# Way too soon.....Basha RIP



## wolfstraum (May 2, 2003)

With heavy heart and tears, Basha was sent to the bridge last evening....

After meeting her father, Ufo v Guy's Hof on a business trip to Belgium, I wanted an Ufo dog.....a year later, I was able to buy a young female, not titled....left her to be titled in Belgium, had 2 litters there (one I was told was an "accident") and finally brought home in whelp to a top WUSV dog...

I did trial her once, improving over 20 points on her European scores, in all things, the majority of the points in tracking. Strong strong female, always low 90's in protection for outs...she loved to rock on the field!

Basha had one of the best temperaments I have ever seen on a female...she could be in heat and lie on the couch with another female in heat (her daughter) and never a cross look from her. She lived with Kyra, Furious, Danger, Fenja, Kougar and other pups I grew out, both hers and Csabre's. She could be separated from her own pups and meet them 3 or 4 years later and know them and be happy to see them.

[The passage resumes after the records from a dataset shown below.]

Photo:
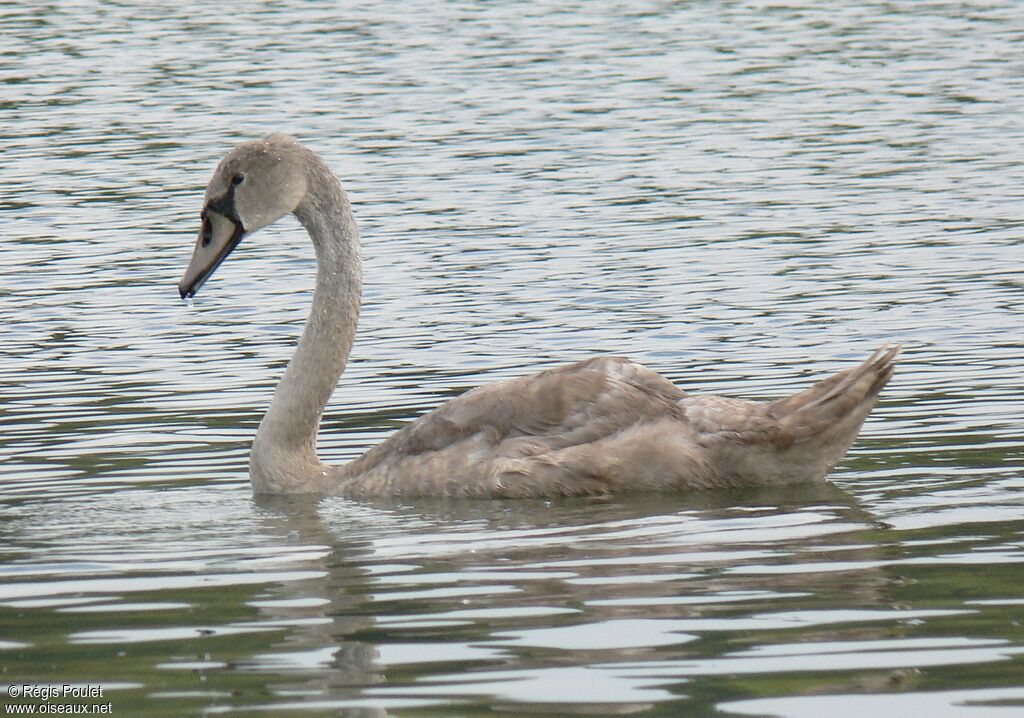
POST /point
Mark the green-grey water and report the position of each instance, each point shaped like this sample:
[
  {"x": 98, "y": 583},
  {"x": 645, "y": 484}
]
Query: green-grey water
[{"x": 741, "y": 196}]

When I was in the hospital after a bad car wreck, Basha, now going on 10 and spayed, went to stay with a couple who had a K female, Knova.....they fell in love with her, and she stayed with them and for the last 2 and a half years, she was with Knova, who is bereft and looking for her....

Basha turned 12 on Aug 1st. That horrible birthday that seems to be the signal of nearing the end.....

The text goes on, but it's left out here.